I won't give-up all the secret ingredients, but here are some of our favorites at InStream Services:

It's better to be explicit than implicit

The code systems are built with, regardless of programming language, aren't susceptible to the same fragile memories humans suffer. Code never forgets, but humans do. Has that ever happened to you? It happened to me. Considering how complicated software systems are and how many distractions humans are challenged with on a day-to-day basis, having code that distributes its implementation across classes, procedures, and triggers doesn't help programmers understand how something works and actually erects barriers to its enhancement. This is one of the reasons our system has only a single database trigger. Want to know what a procedure does? Everything it does is right inside the procedure's code.

If something is broken I don't want to be hunting around forever tracking it down.

No Polling

Besides wasting CPU it's a cop-out to a work-flow problem. There's no excuse for not knowing when the next thing needs to be done.

No Parsing

We don't write compilers or invent languages. We're surrounded by technology that already knows how to parse grammars. Find the right tool and use it. There are better ways to know what's coming next.

Once and only once

I hate solving problems twice. Keeping both sections of code in-sync with each other and the business is like making sure twins both get the same amount of ice cream. By the time I've measured it perfectly it's already melting. If it seems like it needs to be solved in two different places chances are it should be moved somewhere else and solved once.

No harm running twice

Humans are fallible. Everyone knows it. Why write programs, scripts, fixes, or patches that depend on being run under perfect conditions? Fix scripts should make sure things are still broken before they try to fix something that isn't. Programs should know not to do anything if there isn't anything to do. Nearly everything we've written can be run as many times as people feel like running it without negative consequences. There are enough things that can go wrong that aren't under our control--let's not add to them with things we do control.

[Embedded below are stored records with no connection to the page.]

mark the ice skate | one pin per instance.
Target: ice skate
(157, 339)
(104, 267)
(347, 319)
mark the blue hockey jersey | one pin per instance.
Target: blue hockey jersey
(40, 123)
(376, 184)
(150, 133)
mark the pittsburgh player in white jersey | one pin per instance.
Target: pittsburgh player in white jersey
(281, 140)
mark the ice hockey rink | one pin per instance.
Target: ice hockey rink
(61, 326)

Do one thing and do it well

Structured programming, refactoring, and the Unix shells have demonstrated how powerful a concept it is to do one thing and do it well. Narrowing the utility of a program reduces side effects and increases its utility. When all a system's programs do only one thing there is less chance of overlap and duplication. It also means that when something goes wrong there are fewer programs that require fixing--and fewer places to look in the first place.

Desirable undefined behavior

What happens when an unidentified transaction arrives? What happens when something occurs that wasn't planned for and stopping the system is an unacceptable option? You make sure there's default behavior that does something harmless, can be audited, and alert the authorities.

One of the constraints of our system is to be able to import supply chain data from multiple external systems we don't control (see Database Prenutials). Because 3rd-party data is sometimes incomplete our systems need to do something reasonable with imperfect data, especially since the alternative risks the database's integrity.

In production it's important to know that when bugs appear the likelihood of something bad happening is minimized because there's appropriate default behaviors. We know where our system is most at-risk and write our software with harmless fail-safes.

These are some of our rules. At times we've been tempted to break them, but found ways to stick to them. As I wrote in the first Rules to Live By article, when multiple programmers and designers are working with little supervision it's best if they all know what the rules are so no one, especially me, is surprised with the implementation--except in a good way.